WRKY Factor Binding to Genes Related to Secondary Metabolism. WRKY18, WRKY40, and WRKY33 bind to genes involved in biosynthesis and transport of secondary metabolites camalexin and indole-glucosinolates (biosynthetic pathways adapted from Sønderby et al. [2010], Pfalz et al. [2011], and Møldrup et al. [2013]). Identified WRKY18, WRKY40, or WRKY33 target genes are indicated in yellow. TFs are underlined.

Figure 7.

DEGs in wrky18, wrky40, and wrky18 wrky40 Plants. (A) Number of significantly (FC ≥ 2, FDR < 0.05) up- or downregulated genes at 2 h flg22 treatment compared with 0 h in the indicated genotype. (B) Number of up- and downregulated DEGs (FDR < 0.05, FC ≥ 2) in the respective mutant lines compared with the wild type at 0, 1, or 2 h after flg22 treatment. (C) Overlap of the identified sets of DEGs in the respective mutant lines relative to the wild type at 2 h after flg22 treatment.

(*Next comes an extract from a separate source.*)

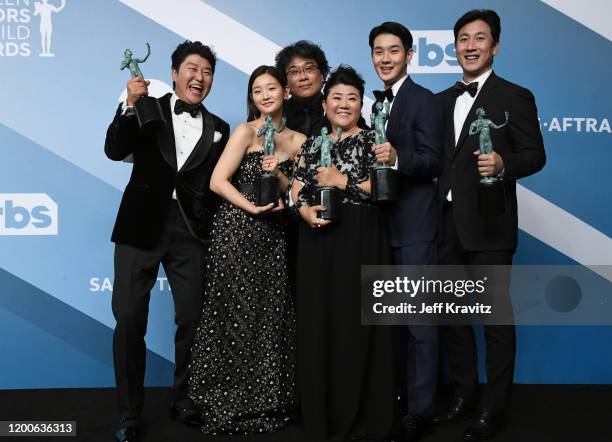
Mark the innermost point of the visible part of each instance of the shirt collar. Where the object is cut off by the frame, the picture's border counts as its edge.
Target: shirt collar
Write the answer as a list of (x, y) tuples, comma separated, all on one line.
[(398, 84), (481, 80)]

The number of DEGs in each section is indicated.

Figure 8.

DRTs of WRKY18 and WRKY40. DRTs were identified by the overlaps of the WRKY18 and WRKY40 target gene sets with the sets of DEGs compared with the wild type in wrky18, wrky40, and wrky18 wrky40 mutants at 2 h after flg22 treatment. Indicated are the number of target genes, DEGs, and DRTs in the respective sections and the fraction DEGs identified as DRTs in each comparison.